From Lydney, the first stop, you can take the Heritage Railway. There are special events throughout the year including, for kids, Friends of Thomas and Teddy Bear weekends.

After Lydney the train runs on to Chepstow (Cas-Gwent in Welsh), only another nine minutes down the line. The dramatic approach to this Welsh border town is across a high bridge over the river Wye looking across to Chepstow Castle. Built on a rock above the river, this is the earliest stone castle in Britain which can be accurately dated. The Domesday Book in 1086 records that it was begun by William fitz Osbern, who had taken up his post as the Norman Earl of Hereford by 1069. The fact that the castle is made of stone rather than earth and timber illustrates its great strategic importance in controlling one of the main crossings into Wales.

The castle is well preserved, with many original features, and there is a small exhibition there that gives you a sense of how tough life was for most people in those days, what with wars, poverty and ever-present plagues.

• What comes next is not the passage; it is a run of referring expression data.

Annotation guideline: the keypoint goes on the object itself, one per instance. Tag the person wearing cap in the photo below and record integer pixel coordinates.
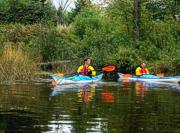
(142, 69)
(86, 69)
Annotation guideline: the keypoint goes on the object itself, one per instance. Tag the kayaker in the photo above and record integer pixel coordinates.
(86, 69)
(142, 69)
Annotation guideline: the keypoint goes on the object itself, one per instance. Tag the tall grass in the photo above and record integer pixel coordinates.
(15, 64)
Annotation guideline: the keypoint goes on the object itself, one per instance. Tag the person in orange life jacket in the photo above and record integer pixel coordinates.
(86, 69)
(142, 69)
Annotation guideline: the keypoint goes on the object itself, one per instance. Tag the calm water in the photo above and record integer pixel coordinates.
(96, 108)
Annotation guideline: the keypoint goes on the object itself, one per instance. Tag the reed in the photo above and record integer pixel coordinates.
(15, 64)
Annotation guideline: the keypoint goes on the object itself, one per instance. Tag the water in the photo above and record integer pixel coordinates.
(96, 108)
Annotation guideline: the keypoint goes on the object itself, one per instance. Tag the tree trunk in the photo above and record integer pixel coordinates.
(137, 17)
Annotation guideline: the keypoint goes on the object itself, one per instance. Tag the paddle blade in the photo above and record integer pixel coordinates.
(59, 74)
(109, 68)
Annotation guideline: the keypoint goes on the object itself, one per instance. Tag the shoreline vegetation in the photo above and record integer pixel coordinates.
(121, 33)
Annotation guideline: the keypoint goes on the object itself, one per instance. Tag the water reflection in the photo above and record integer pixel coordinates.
(127, 107)
(141, 88)
(86, 92)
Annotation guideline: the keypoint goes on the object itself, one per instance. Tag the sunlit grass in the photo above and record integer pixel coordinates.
(15, 64)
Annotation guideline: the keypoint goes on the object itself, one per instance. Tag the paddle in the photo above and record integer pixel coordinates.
(108, 68)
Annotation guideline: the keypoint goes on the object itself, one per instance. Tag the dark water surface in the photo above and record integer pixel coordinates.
(96, 108)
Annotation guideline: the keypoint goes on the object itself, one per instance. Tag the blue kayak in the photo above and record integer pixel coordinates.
(76, 79)
(150, 78)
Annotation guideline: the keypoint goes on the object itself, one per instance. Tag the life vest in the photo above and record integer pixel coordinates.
(88, 71)
(140, 71)
(143, 71)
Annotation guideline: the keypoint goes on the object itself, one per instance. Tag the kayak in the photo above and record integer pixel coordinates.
(76, 79)
(149, 78)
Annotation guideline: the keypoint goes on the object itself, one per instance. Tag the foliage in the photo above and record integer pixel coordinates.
(16, 65)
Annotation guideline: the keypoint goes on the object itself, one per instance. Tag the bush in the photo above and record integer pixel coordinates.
(16, 65)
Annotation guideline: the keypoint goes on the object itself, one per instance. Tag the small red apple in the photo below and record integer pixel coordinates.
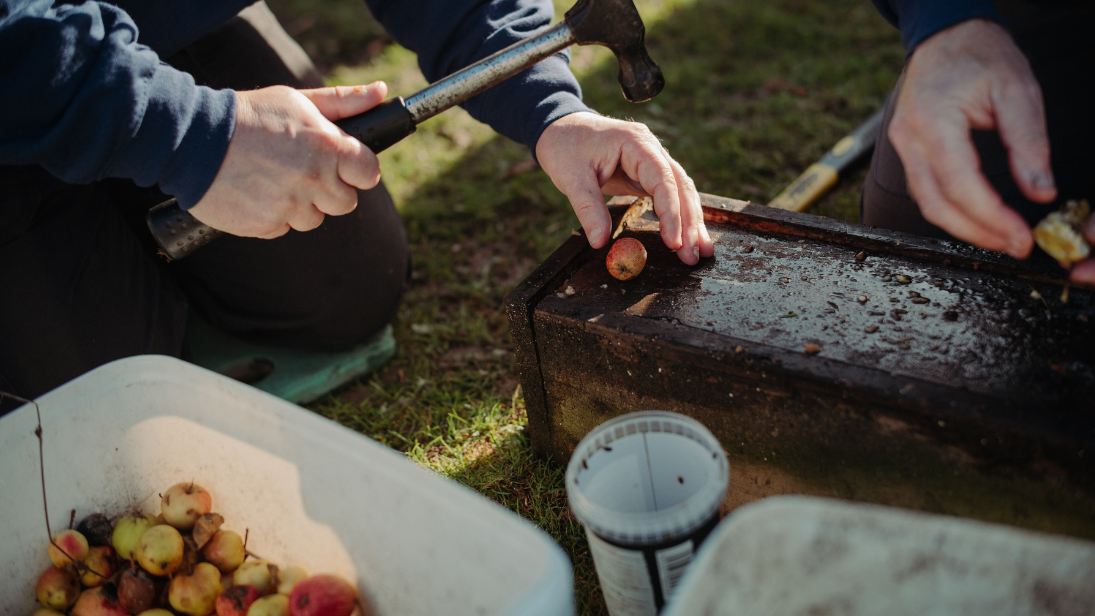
(73, 544)
(626, 258)
(235, 601)
(183, 503)
(57, 589)
(322, 595)
(225, 550)
(101, 565)
(101, 601)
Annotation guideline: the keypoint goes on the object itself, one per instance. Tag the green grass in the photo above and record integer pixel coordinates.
(756, 91)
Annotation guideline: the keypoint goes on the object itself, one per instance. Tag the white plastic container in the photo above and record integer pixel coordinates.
(646, 486)
(310, 491)
(800, 555)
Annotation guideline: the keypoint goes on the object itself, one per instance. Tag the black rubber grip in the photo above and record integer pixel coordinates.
(382, 126)
(180, 234)
(177, 232)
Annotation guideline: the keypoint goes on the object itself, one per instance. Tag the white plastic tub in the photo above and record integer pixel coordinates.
(798, 556)
(310, 491)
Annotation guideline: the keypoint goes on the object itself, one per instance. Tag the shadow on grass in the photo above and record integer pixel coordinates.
(756, 91)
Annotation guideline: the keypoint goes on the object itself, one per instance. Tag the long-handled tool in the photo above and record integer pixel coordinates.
(820, 176)
(612, 23)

However, for the rich things were different. Royal and noble visitors to the castle would have dined on fine, exotic game. A typical meal for King Edward I, who dropped in in December 1285, included boar's head, heron, cygnet, peacocks, curlew, and iced eggs for pudding.

And what better place for the king and his entourage to walk it all off, than along the battlements? The view is breathtaking. The castle sits on high cliffs above a gentle horseshoe bend of the Wye, which flows idly by 200ft below. The town's position near the confluence of the Wye and the Severn estuary meant that it was always likely to become a key port. Wine from Bordeaux and fish from Iceland were brought ashore here, and the Chartists were deported to Tasmania from the same dockside in 1840, after their uprising in Newport.

Maybe it is the history of international trade that has always made me see Chepstow as a transitory sort of place. It is on the way to lots of places. I remember it as a fish-and-chip stop, coming home from childhood holidays in South Wales. Today the biggest chippie in town must be Payton's Plaice beside the main crossroads, with seating for 60, though the lunch time I dropped in, the other 59 guests were dining elsewhere - maybe at a newly opened fast food joint serving heron and iced eggs to go.

On the footplate

When to go: open all year (nine trains each weekday, 10 on Saturday, seven on Sunday)

What to see: Littledean Hall, Chepstow Castle, cheap day return (Gloucester to Chepstow) adult pounds 5.30, children under 15, pounds 2.65.

Who to call: Wales and West trains (0345 484950), Talking Timetable for Friends of Thomas and Teddy Bear weekends (01594 843423), Gloucestershire Tourist Board (01452 421188), Chepstow Tourist Board (01222 500200).